There is a high probability that in the process of bringing stricter rules for its employees, Yahoo may lose some of the best minds and dedicated workforce, leave alone inflow of fresh talent from the industry.

What would be more alarming to see in the coming days is if this trend started by Yahoo, gets picked up by other technology firms worldwide.

More than men, such decisions would strongly impact the lives of women for whom telecommuting is the only means of earning money in tough economic times. Juggling and balancing work and family is not so easy for every woman as it is for Mayer.

Sensitivity towards employees is essential when it comes to retaining the best class. Just because life has been easy for some does not echo it is the same for others too! Probably this is what Marissa has overlooked. With the rise of economic uncertainty, work-life balance is essential, especially, to women and physically disabled sections of the society.

Despite high education and work experience levels, commuting long distances in polluted environment, managing families and their own self, working in culturally sensitive or disaster prone geographic locations and at the same time producing results at work becomes highly stressful for such sections of the society. In such situations, telecommuting is a boon.

Most companies that believe in retaining their employees introduce telecommuting policies.

However, often the management falls prey to mistrust and starts believing in measuring the employee performance only on the basis of number of hours present in the office (overlooking a very critical factor – gauging actual employee performance over the number of hours present). In reality, often people who telecommute are the ones putting in extra hours at work than their office going counterparts.

For companies like Aetna, a leading US based health insurance company, with an employee workforce of 35,000 people, high employee productivity levels have been achieved primarily by encouraging an employee- friendly telecommuting policy.

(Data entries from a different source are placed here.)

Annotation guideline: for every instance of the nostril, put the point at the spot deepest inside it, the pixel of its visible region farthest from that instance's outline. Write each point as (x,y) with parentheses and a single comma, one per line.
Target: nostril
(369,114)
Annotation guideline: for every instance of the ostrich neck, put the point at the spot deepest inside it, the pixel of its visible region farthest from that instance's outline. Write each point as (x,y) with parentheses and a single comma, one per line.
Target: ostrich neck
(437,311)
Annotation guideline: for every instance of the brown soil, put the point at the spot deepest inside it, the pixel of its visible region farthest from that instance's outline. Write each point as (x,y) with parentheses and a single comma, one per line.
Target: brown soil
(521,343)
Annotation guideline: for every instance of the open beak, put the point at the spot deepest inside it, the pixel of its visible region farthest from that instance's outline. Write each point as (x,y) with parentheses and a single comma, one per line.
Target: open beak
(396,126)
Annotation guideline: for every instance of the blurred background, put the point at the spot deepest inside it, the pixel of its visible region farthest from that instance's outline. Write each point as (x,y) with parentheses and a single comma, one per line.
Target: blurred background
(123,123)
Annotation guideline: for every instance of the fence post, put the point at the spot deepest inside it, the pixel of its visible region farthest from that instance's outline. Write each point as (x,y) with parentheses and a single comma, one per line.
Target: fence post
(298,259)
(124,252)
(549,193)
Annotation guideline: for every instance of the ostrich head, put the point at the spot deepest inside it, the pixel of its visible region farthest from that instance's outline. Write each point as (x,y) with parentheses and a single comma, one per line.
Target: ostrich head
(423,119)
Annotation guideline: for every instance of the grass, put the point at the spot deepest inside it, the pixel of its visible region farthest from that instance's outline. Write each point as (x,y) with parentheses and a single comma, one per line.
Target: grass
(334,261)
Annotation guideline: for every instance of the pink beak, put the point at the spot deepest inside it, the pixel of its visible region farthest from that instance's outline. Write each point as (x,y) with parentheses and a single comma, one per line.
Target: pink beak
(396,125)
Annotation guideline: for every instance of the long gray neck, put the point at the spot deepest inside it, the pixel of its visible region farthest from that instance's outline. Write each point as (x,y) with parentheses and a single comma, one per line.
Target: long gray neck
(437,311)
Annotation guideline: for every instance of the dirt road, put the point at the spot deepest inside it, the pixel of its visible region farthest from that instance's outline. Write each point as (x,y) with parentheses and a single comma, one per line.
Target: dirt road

Clearly, when it comes to managing remote workers, the key is a strong and sensitive management team that understands its employees’ motivation levels and their potential to perform from a remote place. In most cases, it is not the remote workers who are unproductive but the management working with them.

Even in tough times, companies can surely come up with a more balanced approach in crisis situations like that being faced by Yahoo currently.

Instead of completely banning telecommuting, occasional face to face interactions or video conferencing can be a viable option both for the telecommuters as well as the company. Cloud technology, document sharing, video conferencing, collaborative workspaces and even the internet would be a waste if these cannot be put to the benefit of improving the lives of so many people world over who feel blessed each day for the opportunity they get by working from home.

It is a wait and watch show as to how other firms react to Yahoo in the present business environment.

Whatever be it, having a nursery next to the office might be a good planning for the Yahoo CEO but creating havoc in the minds of people, especially, her own workforce, might not be a good idea to establish herself as a role model in the eyes of other women.

Kanchana VAuthor: V Kanchana

Senior Marketing Analyst

RMS India



  1. Great post. It will be interesting to see what happens after June. With 6 out of 10 employees “strongly disagree”.

  2. What’s been lost for many people is the issue Mayer apparently was facing: a culture that needed to be changed and a less-than-steller work ethic. From what I’ve read, this was done after reviewing data from the company’s VPN to see how much “work” (connectivity) was going on and she wants the troops all together for the transformation.

    While I generally support the option for certain people to work from home in certain jobs, this was a different situation. My understanding is that the ban was fairly widely welcomed inside Yahoo (and misunderstood outside the company). My guess is that this is a temporary move (6-24 months is my hunch) and that telecommuting will be reintroduced in the future once the issues are resolved. Time will tell.